I can’t help it. I never was very good at keeping my mouth shut for long.

I don’t know how to do this and I’m not sure how to figure it out. I’ve made a very real effort not to stress or overanalyze and—for the most part—I’ve done well. But sometimes the real me breaks through even though I thought I had her muzzled and blindfolded and tied up in a basement somewhere. I start to worry that I don’t know how often to call, so I just don’t call at all. I worry that I don’t know how often to see each other, so I just don’t bring it up at all. Why is it so hard to say, “I like you. I like talking to you. I like spending time with you”? Everyone’s an adult here. I don’t think anyone’s consciously playing games. It’s just that the fear of rejection is a very powerful one.

Of course, everyone has advice to offer. Some are in the camp of, “Men like the chase.

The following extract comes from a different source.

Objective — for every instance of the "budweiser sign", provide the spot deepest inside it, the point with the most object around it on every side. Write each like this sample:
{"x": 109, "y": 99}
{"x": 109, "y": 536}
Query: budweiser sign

Don’t make it too easy.” Others are in the, “Just say it. Say it all! If he likes you he can handle it” camp. (Oh, but they don’t know how much I always seem to have to say!)

Meanwhile I tread water; I try to distract myself; I spend time with friends; I tend virtual farms on Facebook; I write and dance around my feelings; I bide my time. I wonder.

There.

I may very well have said the wrong thing. I may very well have given too much away. I am, in fact, vulnerable. I don’t know any other way to be.

May 24, 2009

In regard to "Ode to Medication #3: The Missing Piece"

It is proving more challenging to write than I would like. The final product should capture my hopes for it as well as my fears of it. It should be full of the detailed images of pleasure and comfort and contentedness that I wish to recapture. It should be fairly vague and elusive yet clear, vibrant, and concise. It should make my eyes sting with tears of self-recognition. All of the pre-requisites ensure that it will never meet my expectations and will slip through my fingers like fine, soft sand.